Most likely you didn't measure correctly the time. With CUDA, the llama_decode is asynchronous so your "Total logits transfer time" actually includes the decode time. Add a llama_synchronize() before getting the logits to make sure you are measuring just the transfer.

am17an · 2025-07-13T07:56:54Z

Most likely you didn't measure correctly the time. With CUDA, the llama_decode is asynchronous so your "Total logits transfer time" actually includes the decode time. Add a llama_synchronize() before getting the logits to make sure you are measuring just the transfer.

Okay, I re-did the calculation and also timed around llama_synchronize, so I think my original points stands in the the transfer is still the bottleneck unless I'm still doing something wrong

Total decode time: 1293.82ms (avg: 10.11ms/step)
Total logits time: 1.93ms (avg: 0.02ms/step)
Total sampling time: 419.34ms (avg: 3.28ms/step)
Total sync time: 13386.34ms (avg: 104.58ms/step)
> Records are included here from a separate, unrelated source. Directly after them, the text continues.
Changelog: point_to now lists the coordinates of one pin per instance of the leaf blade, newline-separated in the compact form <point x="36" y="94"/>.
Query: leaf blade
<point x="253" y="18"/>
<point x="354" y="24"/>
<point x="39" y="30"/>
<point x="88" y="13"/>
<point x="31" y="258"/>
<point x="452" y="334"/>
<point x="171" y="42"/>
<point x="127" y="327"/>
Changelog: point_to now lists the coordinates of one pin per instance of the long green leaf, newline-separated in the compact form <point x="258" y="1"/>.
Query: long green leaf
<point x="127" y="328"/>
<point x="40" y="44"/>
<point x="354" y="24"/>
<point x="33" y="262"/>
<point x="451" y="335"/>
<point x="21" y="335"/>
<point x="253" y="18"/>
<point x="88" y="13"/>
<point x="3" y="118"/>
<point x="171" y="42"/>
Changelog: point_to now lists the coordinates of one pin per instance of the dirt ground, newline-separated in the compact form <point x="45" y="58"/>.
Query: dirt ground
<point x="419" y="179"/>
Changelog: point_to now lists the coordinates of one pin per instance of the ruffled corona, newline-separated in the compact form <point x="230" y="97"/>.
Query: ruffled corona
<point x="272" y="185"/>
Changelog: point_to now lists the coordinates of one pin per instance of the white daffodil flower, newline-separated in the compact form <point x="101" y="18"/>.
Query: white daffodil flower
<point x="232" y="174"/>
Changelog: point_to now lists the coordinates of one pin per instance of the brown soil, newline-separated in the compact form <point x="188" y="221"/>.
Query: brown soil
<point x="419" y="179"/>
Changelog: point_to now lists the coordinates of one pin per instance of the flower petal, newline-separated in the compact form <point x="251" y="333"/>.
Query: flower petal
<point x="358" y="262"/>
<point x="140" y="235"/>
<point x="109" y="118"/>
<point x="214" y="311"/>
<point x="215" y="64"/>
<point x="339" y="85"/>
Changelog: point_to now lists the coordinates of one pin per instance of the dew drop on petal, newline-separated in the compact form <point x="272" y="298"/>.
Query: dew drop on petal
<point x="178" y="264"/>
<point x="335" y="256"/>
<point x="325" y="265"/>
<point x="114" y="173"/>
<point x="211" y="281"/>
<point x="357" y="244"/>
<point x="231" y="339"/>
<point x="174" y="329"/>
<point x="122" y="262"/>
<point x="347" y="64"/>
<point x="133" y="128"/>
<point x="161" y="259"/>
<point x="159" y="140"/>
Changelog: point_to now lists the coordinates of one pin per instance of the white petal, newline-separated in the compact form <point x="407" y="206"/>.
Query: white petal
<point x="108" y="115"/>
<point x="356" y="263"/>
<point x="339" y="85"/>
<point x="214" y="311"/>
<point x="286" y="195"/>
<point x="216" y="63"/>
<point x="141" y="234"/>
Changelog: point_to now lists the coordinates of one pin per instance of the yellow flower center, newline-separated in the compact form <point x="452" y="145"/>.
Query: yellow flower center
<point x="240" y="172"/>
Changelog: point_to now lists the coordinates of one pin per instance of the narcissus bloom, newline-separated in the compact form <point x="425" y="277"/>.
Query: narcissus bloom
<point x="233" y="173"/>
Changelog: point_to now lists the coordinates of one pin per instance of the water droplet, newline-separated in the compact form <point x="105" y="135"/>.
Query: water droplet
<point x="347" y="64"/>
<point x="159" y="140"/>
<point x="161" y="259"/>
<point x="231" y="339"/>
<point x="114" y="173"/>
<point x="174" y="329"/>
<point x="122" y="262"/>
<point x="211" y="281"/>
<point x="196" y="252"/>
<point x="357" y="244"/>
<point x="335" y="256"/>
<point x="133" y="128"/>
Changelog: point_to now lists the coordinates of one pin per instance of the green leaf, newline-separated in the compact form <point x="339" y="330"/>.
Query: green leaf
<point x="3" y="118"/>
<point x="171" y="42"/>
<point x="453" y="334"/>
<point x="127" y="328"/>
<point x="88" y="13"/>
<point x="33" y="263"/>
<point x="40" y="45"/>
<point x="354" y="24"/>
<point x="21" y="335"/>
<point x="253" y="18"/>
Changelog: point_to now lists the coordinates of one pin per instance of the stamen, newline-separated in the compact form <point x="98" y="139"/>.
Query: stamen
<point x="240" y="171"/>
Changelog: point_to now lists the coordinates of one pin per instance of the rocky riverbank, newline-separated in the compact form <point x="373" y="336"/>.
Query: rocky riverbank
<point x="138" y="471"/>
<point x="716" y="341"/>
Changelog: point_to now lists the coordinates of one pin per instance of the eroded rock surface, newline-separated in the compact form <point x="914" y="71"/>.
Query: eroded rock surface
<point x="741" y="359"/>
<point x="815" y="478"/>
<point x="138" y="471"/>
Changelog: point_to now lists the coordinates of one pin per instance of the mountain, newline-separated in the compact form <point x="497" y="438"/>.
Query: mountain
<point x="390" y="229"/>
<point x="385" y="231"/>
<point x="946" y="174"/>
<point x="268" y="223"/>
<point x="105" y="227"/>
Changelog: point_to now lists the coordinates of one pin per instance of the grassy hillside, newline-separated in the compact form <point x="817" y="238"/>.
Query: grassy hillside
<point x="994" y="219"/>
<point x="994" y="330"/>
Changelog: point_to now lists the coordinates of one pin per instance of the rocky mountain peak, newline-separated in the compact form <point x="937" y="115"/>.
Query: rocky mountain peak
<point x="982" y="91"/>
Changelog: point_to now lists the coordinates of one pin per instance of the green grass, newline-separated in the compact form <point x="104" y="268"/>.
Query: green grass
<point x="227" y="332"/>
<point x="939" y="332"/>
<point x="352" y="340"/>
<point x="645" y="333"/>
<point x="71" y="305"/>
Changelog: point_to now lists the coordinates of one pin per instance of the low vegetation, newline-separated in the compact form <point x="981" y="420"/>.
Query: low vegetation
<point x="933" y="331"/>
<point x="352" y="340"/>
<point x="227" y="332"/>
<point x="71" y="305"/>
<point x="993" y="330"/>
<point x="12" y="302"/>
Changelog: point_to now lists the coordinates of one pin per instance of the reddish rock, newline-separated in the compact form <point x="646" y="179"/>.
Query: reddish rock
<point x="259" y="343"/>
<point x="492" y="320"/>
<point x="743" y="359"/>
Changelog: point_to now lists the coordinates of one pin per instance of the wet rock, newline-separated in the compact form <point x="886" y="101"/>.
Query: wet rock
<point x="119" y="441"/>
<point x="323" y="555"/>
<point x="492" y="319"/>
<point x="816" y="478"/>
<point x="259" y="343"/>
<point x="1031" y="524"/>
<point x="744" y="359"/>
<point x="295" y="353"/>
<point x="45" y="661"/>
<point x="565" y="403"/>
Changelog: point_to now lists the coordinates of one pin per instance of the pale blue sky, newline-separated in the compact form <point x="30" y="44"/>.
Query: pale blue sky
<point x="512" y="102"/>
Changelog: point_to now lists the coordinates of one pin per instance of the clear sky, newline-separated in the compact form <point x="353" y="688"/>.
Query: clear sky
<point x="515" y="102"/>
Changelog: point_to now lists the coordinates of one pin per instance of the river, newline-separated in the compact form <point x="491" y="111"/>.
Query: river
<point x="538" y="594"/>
ggerganov · 2025-07-13T08:04:04Z

No, let me explain better:

// measure this for the total decode + GPU->CPU transfer time
{
  llama_decode()
  llama_synchronize()
}

You cannot measure the transfer alone. If you want to do that, you have to modify this copy in llama_context.cpp to not be asynchronous:

    // extract logits
   if (t_logits && n_outputs > 0) {
        ggml_backend_t backend_res = ggml_backend_sched_get_tensor_backend(sched.get(), t_logits);
        GGML_ASSERT(backend_res != nullptr);
        GGML_ASSERT(logits != nullptr);

        if (n_outputs) {
            ggml_backend_tensor_get_async(backend_res, t_logits, logits, 0, n_outputs*n_vocab*sizeof(float));
        }
    }

For example:

llama_synchronize()

// measure this section to get the GPU->CPU transfer time
{
    ggml_backend_tensor_get_async(backend_res, t_logits, logits, 0, n_outputs*n_vocab*sizeof(float));
    llama_synchronize()
}

am17an · 2025-07-13T08:13:34Z

Ok, I did this

diff --git a/src/llama-context.cpp b/src/llama-context.cpp
index fced6564..3cff75a3 100644
--- a/src/llama-context.cpp
+++ b/src/llama-context.cpp
@@ -806,7 +806,11 @@ int llama_context::encode(const llama_batch & batch_inp) {
         GGML_ASSERT(logits != nullptr);

         if (n_outputs) {
+            auto t1 = ggml_time_us();
             ggml_backend_tensor_get_async(backend_res, t_logits, logits, 0, n_outputs*n_vocab*sizeof(float));
+            llama_synchronize(this);
+            auto t2 = ggml_time_us();
+            LLAMA_LOG_INFO("logits time: %0.2fms\n", (t2 - t1)/1000.0);
         }
     }

The average here is 105ms/step (total step time being 115ms)

ggerganov · 2025-07-13T08:26:52Z

You are missing sync before the first ggml get time

am17an · 2025-07-13T08:35:27Z

Ah okay, thank you for your patience! logits now ~15ms, which makes sense. The logits size is about 311 Mb (512 x 152064 x 4B), so we're achieving about 20GBps which is consistent with PCIe speeds.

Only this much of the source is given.